Melasma, also usually called chloasma, is a hyperpigmentation of the skin making the skin’s color uneven. The term chloasma is most used when indicating melasma obtained throughout the span of pregnancy. Melasma manifests as a circumscribed level, nonpalpable blotch that is brownish in color and that has erratic borders. It is usually located on the facial region particularly the cheeks, chin, forehead, nose and lips. However, other than the unsightly appearance, there is no pain, itching or other accompanying symptoms. Melasma is commonly found in women than men – with these women carrying a child or women subjected to either contraception or hormonal replacement.

The development of melasma is a gradual process. Just like many other diseases, the elusive definite reason for the development of melasma has ever since evaded the specialists’ grip. The most well-known is the overproduction of melanin when there is overexposure to the sun. Another is the overproduction of melanin caused by the hormones estrogen and progesterone during pregnancy or when one is using contraceptives or hormonal replacement drugs containing these hormones. Another persuasive cause is the history of having melasma in the family.
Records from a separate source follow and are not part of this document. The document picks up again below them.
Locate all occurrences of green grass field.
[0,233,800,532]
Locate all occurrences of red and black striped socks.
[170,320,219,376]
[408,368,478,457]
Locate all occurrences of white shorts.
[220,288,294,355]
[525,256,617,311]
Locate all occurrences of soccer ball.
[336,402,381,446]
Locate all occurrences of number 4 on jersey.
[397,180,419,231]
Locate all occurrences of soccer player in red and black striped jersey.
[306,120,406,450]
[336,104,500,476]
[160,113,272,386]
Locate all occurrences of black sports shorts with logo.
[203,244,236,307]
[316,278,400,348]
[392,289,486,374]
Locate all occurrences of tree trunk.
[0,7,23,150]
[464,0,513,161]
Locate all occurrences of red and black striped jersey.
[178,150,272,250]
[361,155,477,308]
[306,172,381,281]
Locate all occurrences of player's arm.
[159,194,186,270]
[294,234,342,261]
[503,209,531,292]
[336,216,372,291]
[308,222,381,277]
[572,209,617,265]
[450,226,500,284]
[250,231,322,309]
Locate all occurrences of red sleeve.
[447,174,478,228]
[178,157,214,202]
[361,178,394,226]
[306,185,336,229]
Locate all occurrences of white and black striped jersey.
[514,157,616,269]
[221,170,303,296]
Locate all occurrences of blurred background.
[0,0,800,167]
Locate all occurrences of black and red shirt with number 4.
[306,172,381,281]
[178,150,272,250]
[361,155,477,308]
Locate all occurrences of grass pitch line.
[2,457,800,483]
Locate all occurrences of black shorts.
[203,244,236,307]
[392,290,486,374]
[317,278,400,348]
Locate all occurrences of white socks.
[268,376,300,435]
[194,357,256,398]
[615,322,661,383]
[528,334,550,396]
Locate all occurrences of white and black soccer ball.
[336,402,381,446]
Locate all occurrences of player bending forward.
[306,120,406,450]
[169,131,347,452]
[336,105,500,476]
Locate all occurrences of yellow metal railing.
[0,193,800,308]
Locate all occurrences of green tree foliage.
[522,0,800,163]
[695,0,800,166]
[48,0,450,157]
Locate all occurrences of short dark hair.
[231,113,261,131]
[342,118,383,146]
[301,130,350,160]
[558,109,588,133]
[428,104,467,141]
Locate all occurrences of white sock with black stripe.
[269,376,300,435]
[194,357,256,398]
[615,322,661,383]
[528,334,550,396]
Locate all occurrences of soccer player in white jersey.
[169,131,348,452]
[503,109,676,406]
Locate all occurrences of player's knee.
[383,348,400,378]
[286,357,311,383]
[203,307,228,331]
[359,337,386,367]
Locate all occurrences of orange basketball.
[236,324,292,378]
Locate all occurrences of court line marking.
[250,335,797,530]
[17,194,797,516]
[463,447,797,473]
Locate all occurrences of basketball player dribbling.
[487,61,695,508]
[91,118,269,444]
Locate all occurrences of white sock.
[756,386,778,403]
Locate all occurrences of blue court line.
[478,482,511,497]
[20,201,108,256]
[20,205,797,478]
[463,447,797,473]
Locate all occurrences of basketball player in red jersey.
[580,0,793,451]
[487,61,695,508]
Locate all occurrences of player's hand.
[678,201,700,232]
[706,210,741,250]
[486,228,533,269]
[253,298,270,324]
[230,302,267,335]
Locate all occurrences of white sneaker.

Another cause worth telling is a thyroid gland problem resulting to overproduction of the hormones and the impending stirring up of the cells responsible for the existence of melanin.

In today’s time, anyone can choose from various treatment options to bolt the “removal” of a melasma. One is through the use of topical creams containing chemical compounds such as hydroquinone, tretinoin, or azelaic acid. Hydroquinone works by decreasing melanin production through the inhibition of tyrosinase – the enzyme that produces melanin. Hydroquinone can be purchased in two percent, four percent or greater concentrations. When you opt to use higher concentrations of hydroquinone, be informed that this not only boosts its effectiveness but it also increases your risks of experiencing the adverse effects. Tretinoin helps remove the discoloration caused by melasma by creating more collagen and by increasing the rate at which keratinocytes are removed. But tretinoin cannot overwhelm the power of hydroquinone. The combination of tretinoin with hydroquinone is therefore more preferred than topical creams containing tretinoin alone. Azelaic acid, a stronger skin lightener than two percent hydroquinone, works by stopping the melanocytes from functioning properly and therefore, decreasing melaning. But all these three have minor negative effects such as skin irritation, itching and redness. Chemical peels are now attainable to help remove the presence of a melasma by mildly exfoliating the skin. Here, the type of peel depends on the doctor’s assessment of the individual. Having the same mode of action as chemical peels, dermabrasion exfoliates the skin but with the use of a vacuum and a scraper – a manual process. Another treatment regimen is laser therapy but which does not yield successful results and at the same time, increases your risks for developing possible complications. In general, most of these treatments, if not done properly can produce complications such as scarring, tissue necrosis and skin hyperpigmentation for the second, third or so on time. Moreover, they are much more expensive. Therefore, currently, the use of hydroquinone remains to be the best treatment for only a few had been witness to its side effects.

But whichever of the above treatment options you choose, do not forget that effects are achieved slowly for melasma’s coming into existence is also a gradual process. Lastly, to not waste the work being done by the treatment, strict avoidance of the sun is recommended.